5- Geçen yılın sonunda istifa etmeyişi hataydı.. Mustafa Denizli, sezon başında sadece 3 futbolcusu eski Fenerbahçeli bir takımın başına geçti.. Kimin emri ile toplandığı bilinen (Ayni kişinin emri ile, Diyarbakır dönüşü havaalanında toplanıp Denizli aleyhine, televizyonların yayınlamaya utandığı iğrenç çığlıkları atanlar da onlardı) kişilerce Fenerbahçe tesislerinde linç edilmek istenen kaptan Rüştü.. Daha düne kadar Trabzon geleneği içinde yetişmiş, birer yıllık Fenerli, Abdullah ve Ogün!.. Gerisi toplama bu takım, yeni hoca ile ilk yılında şampiyon olma mucizevi başarısına ulaşınca Denizli istifa etmeliydi.. "Benim bildiğim Denizli takımı şampiyon yapar ve gider" derken, ondan bu vizyonu bekliyordum. Ama Şampiyonlar Liginde oynama hırsı gözlerini öyle bağlamıştı ki, göremedi.

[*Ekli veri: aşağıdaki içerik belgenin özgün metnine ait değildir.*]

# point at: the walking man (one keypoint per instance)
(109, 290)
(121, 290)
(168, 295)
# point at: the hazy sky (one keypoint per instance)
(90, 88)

Her türlü zilleti, aşağılanmayı göze alıp, bu gayya, bu zift, bu katran bataklığına bir daha daldı. Kuralar ters otursa, Galatasaray'ın bedava gurubu ona, onun en zorlu gurubu Galatasaray'a çıksa, amacına da ulaşırdı. Ama "Ballı" denen hocanın ne kadar balsız olduğu, sadece kuralarda değil, kazanılması gereken maçlar kaybedilirken de ortaya çıktı.
Denizli geçen yılın sonunda istifa edebilseydi, gerçek efsanenin kim olduğunu bugün dost düşman herkes kabul etmek zorunda kalacaktı.